The Federal Reserve’s pause on interest rate hikes may create a new set of winners and losers in asset management.
During the past 12 months, higher interest rates have sent the shares of some investment firms, like those focused on fixed income, soaring and dented others. Now, a prolonged high-rate period could accentuate that.
“While the interest rate backdrop is just one relatively indirect factor, for most asset managers, we do believe there are important implications within the group,” KBW analysts wrote in a report June 16.
Shares of Apollo Global Management are up 54 percent over the past 12 months, but higher interest rates for a longer period would be a tailwind for the company, given its insurance business. “Apollo Global Management is a direct beneficiary from the higher rate environment, predominantly due to Athene, as incremental rate hikes are supportive of spread related earnings (SRE) and fixed annuity demand overall,” KBW analysts said.
Other publicly traded alternative asset managers have performed relatively well over the same period and have the potential for more upside if interest rates remain elevated or rise. Over the past 12 months, shares of Ares Management and Blue Owl were up 59 percent and 14 percent, respectively. More than 90 percent of the assets within their credit businesses are floating rate, which puts them in position to benefit from the high-rate environment, according to KBW. However, KBW favors Ares over Blu Owl because of the former’s $88.6 billion in dry powder and its track record.
Smaller alternative managers are also benefiting from the same market circumstances, making those firms — especially private credit managers — attractive acquisition targets.
BlackRock has been growing its alternative investments business and posturing to acquire other firms, as it did with London-based growth and venture debt manager Kreos. But a longer high-rate environment is also good for BlackRock’s massive fixed-income business, said KBW.
For some alternatives firms, and for traditional asset managers, a prolonged high-rate environment would be unwelcome news.
“The high-rate backdrop could prove to further weigh on the outlook for private equity — with increased skepticism about return potential on an absolute basis — due to even higher financing costs and, on a relative basis, with even higher risk-free returns,” KBW said. That is the case for Carlyle Group, TPG, and Blackstone.
According to KBW, a longer elevated interest rate period could also stunt 2023’s stock rally, to the detriment of T. Rowe Price and other asset managers that tilt toward growth equities.
In a note at the start of the year, Alex Blostein, lead capital markets analyst at Goldman Sachs Investment Research, and other analysts at the bank correctly predicted that various asset managers would perform differently this year. They expected “2022 cyclical dynamics to linger, creating a wide spread in 2023 earnings growth trajectory among the alt managers (from +20 percent to -10 percent) and amplifying distinct business model differences across the space.”

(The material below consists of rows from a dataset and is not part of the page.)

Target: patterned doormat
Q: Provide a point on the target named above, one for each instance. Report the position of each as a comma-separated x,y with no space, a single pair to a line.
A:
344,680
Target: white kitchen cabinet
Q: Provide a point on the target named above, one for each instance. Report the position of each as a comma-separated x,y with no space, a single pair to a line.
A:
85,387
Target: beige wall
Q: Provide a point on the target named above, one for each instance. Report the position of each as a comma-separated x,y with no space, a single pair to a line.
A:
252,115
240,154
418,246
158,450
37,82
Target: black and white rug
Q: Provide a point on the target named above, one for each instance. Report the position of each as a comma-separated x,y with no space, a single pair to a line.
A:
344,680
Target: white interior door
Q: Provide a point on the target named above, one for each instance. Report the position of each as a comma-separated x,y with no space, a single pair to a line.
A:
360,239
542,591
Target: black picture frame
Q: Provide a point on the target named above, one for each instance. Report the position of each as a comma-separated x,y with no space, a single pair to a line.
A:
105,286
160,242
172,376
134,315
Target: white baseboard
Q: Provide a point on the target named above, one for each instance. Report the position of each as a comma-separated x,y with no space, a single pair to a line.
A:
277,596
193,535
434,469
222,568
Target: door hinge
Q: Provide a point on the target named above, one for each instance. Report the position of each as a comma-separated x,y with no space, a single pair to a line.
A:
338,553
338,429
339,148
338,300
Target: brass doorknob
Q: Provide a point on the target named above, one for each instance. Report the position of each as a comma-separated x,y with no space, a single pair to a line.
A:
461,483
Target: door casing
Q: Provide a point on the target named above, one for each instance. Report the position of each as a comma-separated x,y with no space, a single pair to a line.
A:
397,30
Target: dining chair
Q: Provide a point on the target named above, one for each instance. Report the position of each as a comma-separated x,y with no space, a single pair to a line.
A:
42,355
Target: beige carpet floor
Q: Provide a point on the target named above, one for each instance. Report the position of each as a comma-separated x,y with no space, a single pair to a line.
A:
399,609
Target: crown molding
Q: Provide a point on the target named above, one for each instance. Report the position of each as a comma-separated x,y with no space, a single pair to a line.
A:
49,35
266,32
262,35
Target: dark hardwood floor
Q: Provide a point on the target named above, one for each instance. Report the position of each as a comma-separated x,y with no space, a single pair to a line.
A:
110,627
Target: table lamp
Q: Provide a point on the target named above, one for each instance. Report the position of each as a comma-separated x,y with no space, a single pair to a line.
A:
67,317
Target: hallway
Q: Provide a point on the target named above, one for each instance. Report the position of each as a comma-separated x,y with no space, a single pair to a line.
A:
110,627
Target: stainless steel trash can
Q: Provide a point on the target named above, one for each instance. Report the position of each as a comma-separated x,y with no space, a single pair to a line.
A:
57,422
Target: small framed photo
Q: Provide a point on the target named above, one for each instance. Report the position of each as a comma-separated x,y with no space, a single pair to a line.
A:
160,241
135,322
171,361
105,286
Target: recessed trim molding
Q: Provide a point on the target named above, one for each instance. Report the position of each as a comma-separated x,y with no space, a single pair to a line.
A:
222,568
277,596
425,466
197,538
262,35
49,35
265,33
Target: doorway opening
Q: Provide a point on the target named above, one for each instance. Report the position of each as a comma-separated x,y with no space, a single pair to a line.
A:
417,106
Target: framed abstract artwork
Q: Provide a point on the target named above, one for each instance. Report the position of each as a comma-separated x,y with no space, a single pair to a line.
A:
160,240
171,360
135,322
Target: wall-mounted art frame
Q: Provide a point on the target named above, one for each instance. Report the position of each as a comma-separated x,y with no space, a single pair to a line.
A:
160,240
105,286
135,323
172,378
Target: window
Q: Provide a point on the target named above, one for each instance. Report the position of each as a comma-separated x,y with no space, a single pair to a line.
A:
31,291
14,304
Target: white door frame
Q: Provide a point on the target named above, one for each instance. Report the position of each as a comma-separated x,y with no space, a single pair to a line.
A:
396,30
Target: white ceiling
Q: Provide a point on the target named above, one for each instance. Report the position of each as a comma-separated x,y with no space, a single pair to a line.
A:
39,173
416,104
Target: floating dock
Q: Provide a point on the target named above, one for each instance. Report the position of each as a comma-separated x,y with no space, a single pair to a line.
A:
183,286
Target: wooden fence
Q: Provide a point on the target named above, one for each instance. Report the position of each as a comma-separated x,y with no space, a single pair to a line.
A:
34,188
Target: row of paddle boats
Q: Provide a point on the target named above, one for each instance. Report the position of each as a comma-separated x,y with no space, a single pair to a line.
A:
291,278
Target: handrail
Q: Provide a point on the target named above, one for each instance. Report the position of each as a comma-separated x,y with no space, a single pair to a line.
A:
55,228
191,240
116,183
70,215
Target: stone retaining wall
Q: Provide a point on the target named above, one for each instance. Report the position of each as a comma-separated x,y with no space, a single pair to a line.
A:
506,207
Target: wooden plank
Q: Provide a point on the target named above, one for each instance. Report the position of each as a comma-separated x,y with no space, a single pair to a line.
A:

Higher rates generally have a neutral or negative impact on most asset managers, since they put pressure on the value of assets and weigh on capital markets activity. Beyond asset managers, brokers and wealth management firms, such as Charles Schwab and Raymond James — both of which also have their own asset management businesses, and LPL, could benefit from an extended high-rate environment, Blostein said in an e-mail.
“We started to see moderation in core deposit outflows from the brokers, further supporting net interest income and revenue as a whole for longer than the market is perhaps pricing in,” Blostein said.